Friday, 19 June 2015

Spitalfields Festival: Polyphony/CLS/Layton - Haydn, J.C. Bach, Mozart, and Handel, 16 June 2015


St Leonard’s Church, Shoreditch

Haydn – Symphony no.101 in D major, ‘The Clock’
J.C. Bach – Sinfonia concertante in E-flat major, WC 41
Mozart – Symphony no.4 in D major, KV 19
Handel – ‘Dettingen’ Te Deum, HWV 263

Ashley Riches (baritone)
Polyphony
City of London Sinfonia
Stephen Layton (conductor) 
 

This final Spitalfields Festival concert promised a taste of ‘Georgian London – Global Metropolis’, each of the works being written for eighteenth-century London (well, perhaps in the case of the Mozart symphony), although at different times. There was much to enjoy, even if, as a whole, the programme worked somewhat awkwardly. I could not help but wonder if Stephen Layton would have been better off programming another choral work, and losing one or two of the orchestral pieces, since his strengths undoubtedly lie in the former realm.


For that reason, the greatest work on the programme, Haydn’s Symphony no.101, fared least well. The first movement’s introduction had an air of mystery, albeit with decidedly low vibrato: that, despite an acoustic that ought to have alleviated the worst of ‘authenticke’ excess. That acoustic rendered the Presto exposition proper too much of a scramble, fine detail too often lost. There was little in the way of sonata form dynamism. Perhaps surprisingly, the slow movement fared better: characterful, with meaningfully darker passages well integrated. The minuet, alas, failed to smile, and its trio failed even slightly to relax. Still, the nature of the material and many of its implications were clear. The finale was certainly fast yet somehow remained ponderous; like so much of what we had heard previously, it lacked the life that great Haydn conductors such as Jochum, Klemperer, or Davis brought to this music. The City of London Sinfonia’s woodwind proved a euphonious joy throughout.


We do not hear much of Johann Christian Bach’s good-natured if somewhat interchangeable music. Layton presented an affectionate reading of this Sinfonia concertante, in which again the CLS wind proved excellent soloists indeed. The first movement was welcoming in spirit, even before the soloists entered. Shortcomings, such as they were, related more to the work itself. A siren following on from the final note offered amusement. It was a relief not to have the Larghetto taken absurdly fast, as is increasingly the norm in such music. Instead, it seemed imbued with the spirit of the outdoor serenade, even looking forward to Mozart. Much the same could be said of the closing Minuet, stylishly and warmly performed.
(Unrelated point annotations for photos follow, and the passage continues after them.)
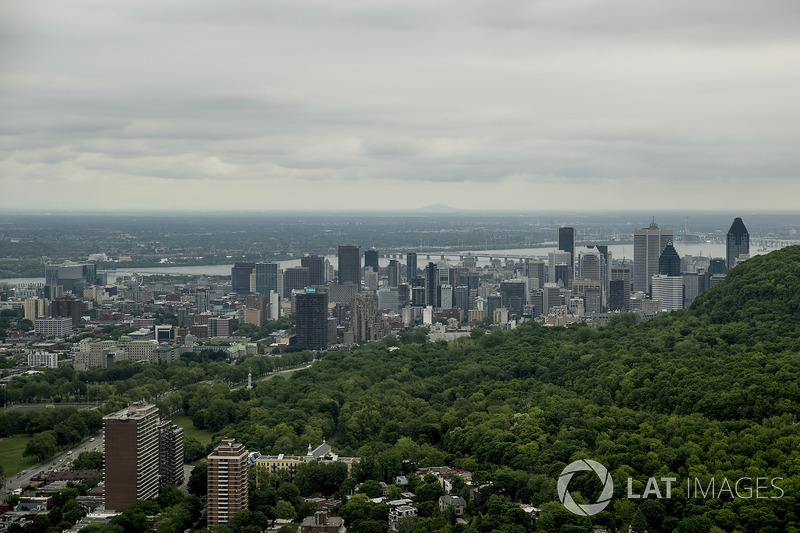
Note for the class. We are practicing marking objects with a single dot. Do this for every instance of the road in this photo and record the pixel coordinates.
(95, 443)
(90, 444)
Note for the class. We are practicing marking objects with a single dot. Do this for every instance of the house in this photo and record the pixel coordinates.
(322, 523)
(456, 502)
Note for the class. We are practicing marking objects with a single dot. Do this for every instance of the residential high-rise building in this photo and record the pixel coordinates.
(513, 296)
(316, 269)
(431, 277)
(366, 323)
(394, 273)
(371, 259)
(622, 273)
(131, 456)
(228, 473)
(350, 264)
(170, 454)
(566, 243)
(669, 291)
(411, 265)
(737, 243)
(267, 275)
(312, 318)
(648, 243)
(240, 276)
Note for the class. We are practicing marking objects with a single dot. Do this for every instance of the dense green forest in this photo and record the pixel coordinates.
(708, 392)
I am reasonably sure that this was the first time I had heard Mozart’s Fifth Symphony in concert. Layton and the CLS proved alert in the first movement, possessed of a winning, if small-scale, swagger. A sense of the exploratory was certainly apt. The slow movement might have exuded greater warmth – we felt distant indeed from Böhm and the Vienna Philharmonic – but spoke sensibly enough for itself. Youthful ebullience characterised the finale, although balances were less than ideal. It was difficult, moreover, to discern much affection for the composer and his work in Layton’s merely efficient direction.


No such reservations for Handel’s ‘Dettingen’ Te Deum. Ashley Riches and Polyphony made their mark magnificently, in vocal contributions as incisive as they were sonorous. Georgian militarism – John Brewer’s Sinews of Power – was announced loud and clear, trumpets and choir responding to and inciting one another. Handel’s borrowings amused rather than irritated. An excellent command of rhythm was proportionate with harmonic development. Expectations were aroused and fulfilled. This, at least, proved a thrilling, resoundingly musical conclusion not only to the concert but to the festival as a whole.